Resulta innegable la influencia que Disney ha tenido sobre las últimas generaciones, así como los incólumes recuerdos que algunos guardamos de muchos de sus personajes, que despertando bellos —a veces duros— sentimientos en el espectador, llevaban a los niños a amar las cosas nobles de la vida, como los amores perdurables, la estética monárquica o la importancia de la familia.

Sin embargo, también resulta innegable que todas sus historias de amor terminaban justo cuando comenzaba el amor cotidiano, que la estética monárquica, en un mundo de animales personificados —muchas veces más humanos que los propios hombres— era algo postizo, incluso un oxímoron estético, y que la familia resultaba importante para buscar la identificación personal de los espectadores porque las películas iban dirigidas a un público donde todavía existían familias.

Por desgracia, el mundo ha seguido cambiando y la realidad de hoy en día ya no se ajusta a los estándares de hace unas décadas: los contornos de la familia se han desdibujado casi por completo; muchos niños criados por Disney ahora son adultos solteros —polígamos— que mantienen diálogos con sus perros y gatos, y que cuando esos perros y gatos mueren, los entierran y ofrecen sufragios por sus almas para que vayan al cielo; ya no hay princesas que salvar de ningún castillo porque en el mundo ya no hay princesas, sino mujeres con la cabeza rapada y la ingle virilizada; y no se le puede hablar de familia a una generación que ha nacido sin familia, con los padres divorciados, con dos «padres» o con dos «madres», porque esos niños difícilmente llegarían a identificarse con el argumento de las antiguas películas.

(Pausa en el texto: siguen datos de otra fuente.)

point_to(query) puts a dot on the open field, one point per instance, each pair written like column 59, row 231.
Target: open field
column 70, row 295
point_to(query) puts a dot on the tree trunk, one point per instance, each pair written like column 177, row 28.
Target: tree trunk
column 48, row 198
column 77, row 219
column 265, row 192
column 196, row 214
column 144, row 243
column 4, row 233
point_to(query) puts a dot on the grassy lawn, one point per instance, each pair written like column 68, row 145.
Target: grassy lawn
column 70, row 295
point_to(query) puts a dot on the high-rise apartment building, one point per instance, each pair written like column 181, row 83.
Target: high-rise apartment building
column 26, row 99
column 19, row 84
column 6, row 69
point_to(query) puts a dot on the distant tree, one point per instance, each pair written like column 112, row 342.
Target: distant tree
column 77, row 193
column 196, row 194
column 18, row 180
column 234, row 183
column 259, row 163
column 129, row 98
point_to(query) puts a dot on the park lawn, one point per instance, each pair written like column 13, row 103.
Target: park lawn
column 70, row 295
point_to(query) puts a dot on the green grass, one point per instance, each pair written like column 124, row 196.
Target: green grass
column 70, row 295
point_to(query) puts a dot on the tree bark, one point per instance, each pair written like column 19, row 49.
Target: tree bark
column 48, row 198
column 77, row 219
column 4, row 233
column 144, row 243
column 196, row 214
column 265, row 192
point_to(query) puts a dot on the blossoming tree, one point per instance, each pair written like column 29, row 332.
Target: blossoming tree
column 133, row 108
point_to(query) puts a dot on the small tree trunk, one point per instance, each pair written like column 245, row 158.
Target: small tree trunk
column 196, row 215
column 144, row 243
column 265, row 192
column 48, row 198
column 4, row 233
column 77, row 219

En este orden de cosas, los directivos de Disney han desenmascarado su ideología por completo —ya no existen los frenos sociales de antaño— y, en sus últimas reuniones, han decidido que, a partir de ahora, sus próximas series y películas serán relatos pro movimiento LGBTQIA+, los cuales, de seguro, rayarán lo ditirámbico, con el único fin de adoctrinar definitivamente a los niños.

Y no, esta última decisión no constituye en absoluto un giro de timón ideológico, sino que más bien lleva la continuidad ideológica hasta sus últimas consecuencias:

Digamos que, el panteísmo de corte idealista del mundo Disney, que atribuye capacidades de conciencia a todo lo que se menea —y a lo que no se menea, como algunos árboles, también— ha ido calando paulatinamente, ha ido embadurnando a las masas en ideología barata, en fantasías hiperbólicas, en criaturas prometeicas con capacidades salvíficas que siempre logran sus objetivos, que lo consiguen todo a través del ejercicio de su voluntad; así que ahora, en el ejercicio de esta voluntad emancipada que logra todo lo que se propone, es normal que las princesas quieran romper el yugo de buscar un príncipe azul para «casarse» con una meretriz poligonera.

A este respecto, he oído a algunos meapilas afirmar que la deriva de Disney se debe a la secularización de la sociedad. Pero no, el idealismo del Señor Criogénico y Compañía no seculariza, sino que diviniza todo lo profano, miserable, lascivo y rastrero:

No caminamos hacia un mundo sin Dios, sino que caminamos hacia un mundo que adorará prosternado, extático, las vísceras de una rata muerta. ¿Y cuál será su nombre? Mickey.